Date: 2022-05-21 12:38 am (UTC)
kore: (Default)
From: [personal profile] kore
Oh, he totally lost it after Zelda finally dumped him, yeah. He went on an epic bender when she returned his ring IIRC and went back home to St. Paul to his mother's house and holed up in the attic to rewrite what became TSOP!....very recursive, except I feel Amory never could have written anything. Fitzgerald killed him off in WWII in the first draft of the book, lol.)

(Because I am defensive of Zelda, she didn't marry him after it became a best-selling novel, how could she have? The book was published March 26 and they were married April 3. She responded to his renewed confidence and actually publishing a novel and doing something rather than pressing her to marry him because he didn't want to be rejected. When Fitzgerald rewrote the book he also added a great deal about Zelda in Rosalind, including phrases from her letters, which he would continue doing all his life. Wagner-Martin is flat out wrong, Zelda's family was well off for a small Southern town but definitely did not have a ton of servants. Zelda didn't do any housework because she was her mother's spoiled darling. She was not the archetypal Southern belle, if she had been, Scott wouldn't have married her. The stuff he wrote later about them not loving each other was decades later when they were both very bitter.)

(Tl;dr Team Zelda ever since my mother gave me her hardback copy of Mitford's biography when I was like ten)

Some favourite biographical tidbits I remember:

Fitzgerald was reprimanded for sitting down on the job while hammering at that railway job. He also didn't own a pair of overalls.

He wrote to Hemingway, "This Side of Paradise: A Romance and a Reading List. The Sun Also Rises: A Romance and a Guide Book."

His pal Shane Leslie who delivered the first draft to Max Perkins said something like, "It has literary value. When he is killed in the War of course it will have commercial value."

Scott didn't just use Zelda's words -- he inserted the whole letter from Sigourney Fay into his typescript, the actual page, different typeface signature and all. Shane Leslie noticed he did it and didn't call him out publicly on it, but said he shouldn't have done it. It wasn't exactly plagiarism -- Scott just seemed to have the idea that if he ran across good material, it was his, because he was a great writer. He used to ask people if they had interesting stories and paid them a flat fee if he thought they were usable in fiction.
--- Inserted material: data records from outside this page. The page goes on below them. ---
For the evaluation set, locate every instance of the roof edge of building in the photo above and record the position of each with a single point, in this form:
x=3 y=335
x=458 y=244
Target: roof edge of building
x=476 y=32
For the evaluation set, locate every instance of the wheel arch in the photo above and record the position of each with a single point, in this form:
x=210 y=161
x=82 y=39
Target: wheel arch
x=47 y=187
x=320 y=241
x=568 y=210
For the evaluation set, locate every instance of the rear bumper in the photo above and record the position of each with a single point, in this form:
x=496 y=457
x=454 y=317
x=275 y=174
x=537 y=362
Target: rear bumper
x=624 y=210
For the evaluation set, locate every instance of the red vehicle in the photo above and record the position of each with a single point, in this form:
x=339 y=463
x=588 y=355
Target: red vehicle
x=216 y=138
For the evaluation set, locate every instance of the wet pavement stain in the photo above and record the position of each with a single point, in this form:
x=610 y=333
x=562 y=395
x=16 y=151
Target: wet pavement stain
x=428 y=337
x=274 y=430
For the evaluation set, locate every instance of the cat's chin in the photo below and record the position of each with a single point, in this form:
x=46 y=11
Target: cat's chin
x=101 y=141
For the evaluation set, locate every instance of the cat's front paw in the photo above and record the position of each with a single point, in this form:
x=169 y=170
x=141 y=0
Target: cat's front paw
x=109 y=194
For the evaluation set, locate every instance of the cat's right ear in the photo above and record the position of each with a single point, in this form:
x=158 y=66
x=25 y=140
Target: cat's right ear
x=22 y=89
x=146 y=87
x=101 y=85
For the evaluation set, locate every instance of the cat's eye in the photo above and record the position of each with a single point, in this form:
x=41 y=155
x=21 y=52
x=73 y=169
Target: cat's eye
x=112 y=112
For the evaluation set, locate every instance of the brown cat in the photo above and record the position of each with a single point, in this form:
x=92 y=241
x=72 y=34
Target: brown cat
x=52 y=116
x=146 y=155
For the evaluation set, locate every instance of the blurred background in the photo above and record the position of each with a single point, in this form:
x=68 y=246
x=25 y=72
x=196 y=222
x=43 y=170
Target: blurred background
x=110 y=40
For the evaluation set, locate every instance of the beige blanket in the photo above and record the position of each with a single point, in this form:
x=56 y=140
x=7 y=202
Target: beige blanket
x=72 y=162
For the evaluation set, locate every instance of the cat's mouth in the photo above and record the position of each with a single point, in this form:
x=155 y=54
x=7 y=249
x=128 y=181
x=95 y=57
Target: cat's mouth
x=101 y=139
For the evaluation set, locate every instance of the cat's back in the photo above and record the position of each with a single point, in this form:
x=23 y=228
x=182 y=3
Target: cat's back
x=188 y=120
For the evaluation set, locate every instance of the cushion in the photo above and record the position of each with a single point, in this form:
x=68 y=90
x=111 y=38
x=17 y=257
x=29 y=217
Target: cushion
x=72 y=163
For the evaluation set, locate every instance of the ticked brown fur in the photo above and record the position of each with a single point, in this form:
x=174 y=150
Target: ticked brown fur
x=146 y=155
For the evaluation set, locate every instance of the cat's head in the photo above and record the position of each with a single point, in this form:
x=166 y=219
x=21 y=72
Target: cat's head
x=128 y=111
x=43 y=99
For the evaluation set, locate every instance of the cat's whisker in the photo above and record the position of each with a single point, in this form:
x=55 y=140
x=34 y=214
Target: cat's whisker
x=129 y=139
He called TSOP "The Collected Works of F. Scott Fitzgerald" because it wove a lot of his earlier writing together -- poems, thoughts on books, short stories, even the short play about Rosalind. ("Mirroring Rosalind's materialistic relationship with Amory, Sayre initially ended her relationship with Fitzgerald due to his lack of financial prospects and his inability to support her accustomed lifestyle as an idle Southern belle." Damn who wrote this bullshit on Wiki anyway? It's really distorted and biased.)